Molecular conductance calculation: A suitable self-energy for the wide band approximation method

C. F. A. NEGRE; RAÚL BUSTOS MARÚN; MARTÍN ZOLOFF MICHOFF; CECILIA GIMENEZ; E.P. M. LEIVA; CRISTIÁN G. SÁNCHEZ

Cartagena de Indias

Congreso; International Workshop on Electronic Properties of Complex Systems; 2011

Pan American Advanced Studies Institute

The miniaturization of electronic components has no choice but to reach molecular levels, thus, employing single molecules as new electronic components.

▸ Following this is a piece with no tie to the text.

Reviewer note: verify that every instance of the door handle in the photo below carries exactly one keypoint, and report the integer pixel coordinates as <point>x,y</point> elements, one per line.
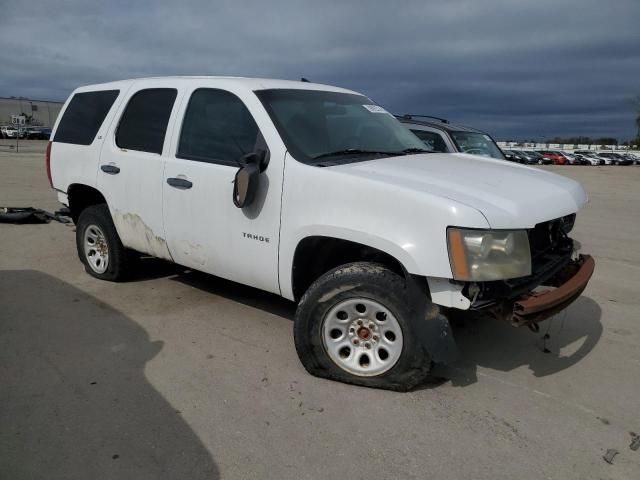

We are theoretically aware of single molecules versatility to exhibit different I-V characteristics which give rise to potential elec- tronic devices [1]. For this to be true, it is mandatory to solve several problems such as: controlling the coupling to contacts, reducing phonon interactions, finding a gating   mechanism to control current flow, etc.. On top of everything, there has to be a sharp matching between theoretical calculations and experimental results. In this work, we show a simple technique to introduce a reasonable physical value for self-energies describing leads in a wideband approximation (WBA) to be used in transport calculations through a non-equilibrium Green functions based method. By doing this, we have calculated transport properties that yields not only relative trends, but also absolute conductance values that are in good agreement with experimental data.